Search code examples
javaprocessingguavamultiset

Converting Multiset Count into a List Java


Is there any way to pull the count from a Multiset into a list?

String[] data = loadStrings("data/data.txt"); 

Multiset<String> myMultiset = ImmutableMultiset.copyOf(data);

for (String word : Multisets.copyHighestCountFirst(myMultiset).elementSet()) {
    System.out.println(word + ": " + myMultiset.count(word));
    // ...
}

As it stands I can output the most commonly occurring words into the console in Processing. I was wondering if it is at all possible to add the corresponding words and their count into an array or a list. I have tried like so:

for (String word : Multisets.copyHighestCountFirst(myMultiset).elementSet()) {
    float a[] = myMultiset.count(word);
}

but only received errors stating I cannot convert an int to a float[]

Is this even possible? Am I going about it all wrong?
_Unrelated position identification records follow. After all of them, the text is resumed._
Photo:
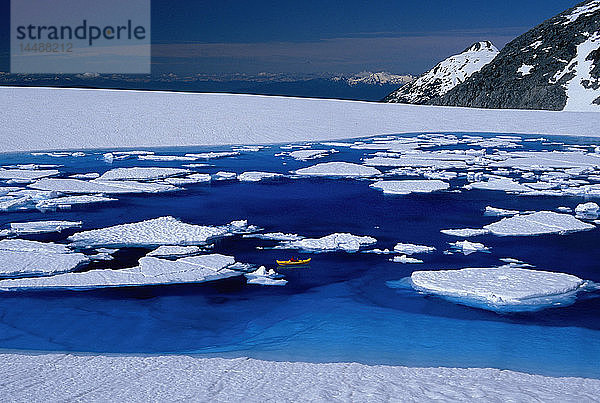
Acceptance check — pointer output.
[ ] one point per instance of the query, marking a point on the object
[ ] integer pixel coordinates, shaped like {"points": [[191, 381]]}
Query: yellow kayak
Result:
{"points": [[292, 262]]}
I've never used Multisets before so any help would be really useful

UPDATE: I have used this to get a copy of the highest count but am unable to convert it into a list.

Multiset<String> sortedList = Multisets.copyHighestCountFirst(myMultiset);

Solution

  • Please see Multiset.entrySet() docs:

    Returns a view of the contents of this multiset, grouped into Multiset.Entry instances, each providing an element of the multiset and the count of that element.

    So, i.e. to get the top 5 most occurring owrds, I'd loop over the entrySet():

    ImmutableMultiset<String> top = Multisets.copyHighestCountFirst(myMultiset);
    
    Iterator<Multiset.Entry<String>> it = top.entrySet().iterator();
    
    for (int i = 0; (i < 5) && it.hasNext(); i++) {
        Multiset.Entry<String> entry = it.next();
    
        String word = entry.getElement();
        int count = entry.getCount();
    
        // do something fancy with word and count...
    }
    

    I'm assuming you need to show the top 5 most occurring words and their frequencies. If you only need the words, just use asList() method:

    ImmutableMultiset<String> top = Multisets.copyHighestCountFirst(myMultiset);
    
    ImmutableList<String> list = top.asList();
    

    and iterate over list to get the first 5 elements.